Commentary: Debt levels not an indicator of fiscal irresponsibility

There is another side to the household debt story that the current hysteria is glossing over, according to a Fraser Institute senior fellow

Commentary: Debt levels not an indicator of fiscal irresponsibility
Among both Canadian consumers and finance industry observers alike, there appears to be an emerging consensus that household debt has gone out of control and reached a point of no return. However, a Fraser Institute senior fellow recently argued that such observations neglect to take a deeper look into the debt story.

In a piece for the Financial Post, Livio Di Matteo noted that the hysteria surrounding current household debt levels—which have exceeded $2 trillion last year—fail to take into account what many Canadians are spending those borrowed funds on.

“Yes, Canadian households have taken on more debt over time.

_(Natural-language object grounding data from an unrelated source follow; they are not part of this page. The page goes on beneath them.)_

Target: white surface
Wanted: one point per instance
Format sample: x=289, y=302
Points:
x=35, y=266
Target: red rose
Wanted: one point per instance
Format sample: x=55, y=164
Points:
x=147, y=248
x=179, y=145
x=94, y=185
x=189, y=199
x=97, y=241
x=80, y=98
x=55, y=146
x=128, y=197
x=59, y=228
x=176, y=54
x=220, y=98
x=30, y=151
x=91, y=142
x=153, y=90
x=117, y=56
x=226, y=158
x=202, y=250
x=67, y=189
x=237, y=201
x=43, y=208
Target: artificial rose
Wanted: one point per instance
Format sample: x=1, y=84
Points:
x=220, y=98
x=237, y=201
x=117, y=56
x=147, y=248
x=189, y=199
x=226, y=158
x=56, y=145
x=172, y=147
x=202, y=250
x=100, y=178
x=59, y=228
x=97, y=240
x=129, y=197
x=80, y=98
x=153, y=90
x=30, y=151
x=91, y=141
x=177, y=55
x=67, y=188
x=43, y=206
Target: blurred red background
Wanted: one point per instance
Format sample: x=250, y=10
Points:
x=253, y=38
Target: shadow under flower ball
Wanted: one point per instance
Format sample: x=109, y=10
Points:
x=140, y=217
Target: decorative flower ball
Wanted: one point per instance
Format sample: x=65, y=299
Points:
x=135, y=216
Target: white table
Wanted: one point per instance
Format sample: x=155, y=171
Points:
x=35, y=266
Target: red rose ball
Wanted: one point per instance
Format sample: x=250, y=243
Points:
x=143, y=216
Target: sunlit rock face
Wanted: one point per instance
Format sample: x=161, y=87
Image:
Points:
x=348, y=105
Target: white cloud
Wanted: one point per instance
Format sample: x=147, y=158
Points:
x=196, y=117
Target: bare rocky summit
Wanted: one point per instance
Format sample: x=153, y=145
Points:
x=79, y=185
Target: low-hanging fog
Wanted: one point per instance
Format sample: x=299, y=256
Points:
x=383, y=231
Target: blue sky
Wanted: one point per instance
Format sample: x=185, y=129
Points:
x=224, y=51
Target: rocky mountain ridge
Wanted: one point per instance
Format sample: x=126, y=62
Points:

But they have used this debt to finance assets — real estate and retirement savings, for example — that grow over time, causing their net worth to swell, also to unprecedented levels,” Di Matteo explained. “In fact, Canadian household assets rose dramatically from $2.2 trillion in 1990 to $12.3 trillion in 2016.”

“It’s important to note first that the lion’s share of this debt (two-thirds, in fact) is for mortgages while the remaining third is split between consumer credit (29 per cent) and other loans (five per cent),” the academic added. “Moreover, despite the pre-occupation with overheated real estate markets, the mortgage share of total household debt has remained stable.”

Even taking into account inflation, the impact of these developments on household net worth cannot be overstated, as Canada’s total of household assets minus liabilities swelled from $1.8 trillion in 1990 to $10.3 trillion last year.

“As a share of GDP, household net worth rose from 265 per cent to 498 per cent,” Di Matteo said. “While government policy-makers fret over household debt, the irony is that unlike government, household net worth is positive and increasing over time.”

He concluded that debt should be viewed in light of not just how much is borrowed, but also how said funds are being utilized to cope with each household’s specific circumstances.

“We shouldn’t be concerned with debt per se, but rather when households cannot manage their debt within the economic circumstances they face. The greatest risks to management of household debt are a) economic shocks that lead to job losses that make it harder for people to service their debt, and b) increases in interest rates that raise debt-servicing costs.”